Motto: „Half of what I learned you there will be not true over five years. Unfortunately we do not know which half”.
a teacher
In Romania, a GP has about 5,000 consultations a year. At each of these physicians should respond to various questions concerning diagnosis, prognosis and treatment, clinical decisions, totalising about 25,000 per year.
In making clinical decisions, we are confronted daily with situations of uncertainty, often caused by factors related to the individuality of each patient. Reference to hospital could be an effective way to reduce uncertainty, especially when it is a serious problem or train, however, our need for clinical information is far greater than satisfied in this way. In a study on this issue, clinicians have identified a need for additional information on every third patient consulted.
Solutions to remove uncertainties:
– Delay the problem (but we will soon rejoin her)
– Visit the library (treaties are designed to answer specific questions, or are obsolete)
– Questioning of a colleague (confidence in the response may vary)
– Cutting out magazine articles (may remain unread)
– Participation in an expert presentation (advantage: you complete the required training course, disadvantages: difficult to maintain you awake)
– Evidence-based medicine (EBM), learning how to find and evaluate evidence relevant to your problem and then how to apply them in practice.
Evidence-based medicine, within philosophical thinking from the nineteenth century, is conscious and judicious use of current best evidence in making its decision on the treatment provided to a patient by integrating personal experience with the best clinical evidence to that time, resulting in systematic research, i.e. the result of a relevant study, characterized by accuracy and precision of diagnostic tests, prognostic indicators reliability, efficiency and safety of treatment, recovery and treatment, this result invalidating diagnostic tests and treatments supported by then, replacing them with new ones, more powerful, more accurate, more efficient and safer.
A good doctor uses both personal experience and the best external evidence existing at that time, no one being enough used on it’s own.

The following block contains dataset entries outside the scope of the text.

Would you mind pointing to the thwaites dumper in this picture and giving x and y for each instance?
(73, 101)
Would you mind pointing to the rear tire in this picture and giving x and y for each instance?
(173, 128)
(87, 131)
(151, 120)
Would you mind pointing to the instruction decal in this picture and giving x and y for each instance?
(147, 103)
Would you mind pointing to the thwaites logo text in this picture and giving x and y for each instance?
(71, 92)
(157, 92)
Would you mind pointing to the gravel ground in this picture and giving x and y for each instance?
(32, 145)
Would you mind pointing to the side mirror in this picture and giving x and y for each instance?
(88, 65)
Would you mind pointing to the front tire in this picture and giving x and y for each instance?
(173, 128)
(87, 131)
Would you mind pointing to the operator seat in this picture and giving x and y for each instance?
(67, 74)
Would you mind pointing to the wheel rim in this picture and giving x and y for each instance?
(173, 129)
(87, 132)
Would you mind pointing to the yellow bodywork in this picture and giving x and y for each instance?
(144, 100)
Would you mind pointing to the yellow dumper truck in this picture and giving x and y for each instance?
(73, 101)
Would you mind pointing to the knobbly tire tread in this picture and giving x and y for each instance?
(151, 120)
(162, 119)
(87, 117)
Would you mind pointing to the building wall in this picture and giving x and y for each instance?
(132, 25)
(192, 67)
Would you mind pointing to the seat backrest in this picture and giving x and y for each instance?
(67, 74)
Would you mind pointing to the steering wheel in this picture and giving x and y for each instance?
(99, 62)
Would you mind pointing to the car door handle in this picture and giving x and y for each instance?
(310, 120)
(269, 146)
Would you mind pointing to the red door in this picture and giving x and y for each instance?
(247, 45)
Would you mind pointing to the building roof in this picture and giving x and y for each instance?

EBM practice lasts a lifetime.
What is not EBM?
It is not outdated, it is not impossible to be practiced, it is not a „cookbook” because it integrates personal experience and does not provide recipes available for all patients, it is not (or should not be) a mean of reducing health costs by administrators to identify and implement the most effective medical means can increase and decrease expenses, not limited to randomized trials or meta-analysis, consisting of searching the best evidence to answer questions, does not replace skills, knowledge and individual clinical experience.
Why should we bother?
In a trial, a group of doctors were asked to make a list of topics wished for continuing medical education (CME) in order of preference and a list of topics for which they did not want. Half of doctors have followed a form of continuing medical education, half not, then the two groups were compared. The most important and clinically significant improvement in quality of care was observed in cases where doctors had not requested CME. This result suggests that CME works actually when a doctor does not want. The fact that improving quality of care was lower in situations where CME was required as a priority, suggests that where doctors are not asking for it actually they do not need it. In neutral situations where no preference was expresed, quality of care declined, suggesting that CME would not improve overall quality, as is believed.
New evidence appear always, obviously, although we need evidence daily, usually we do not find them immediately; our clinical performance deteriorates with time. Although we always prepare by continuing medical education, this is not sufficient for clinical performance. EBM practice, essentially different from classical education seems to keep up to date practical knowledge in a more easily accepted way.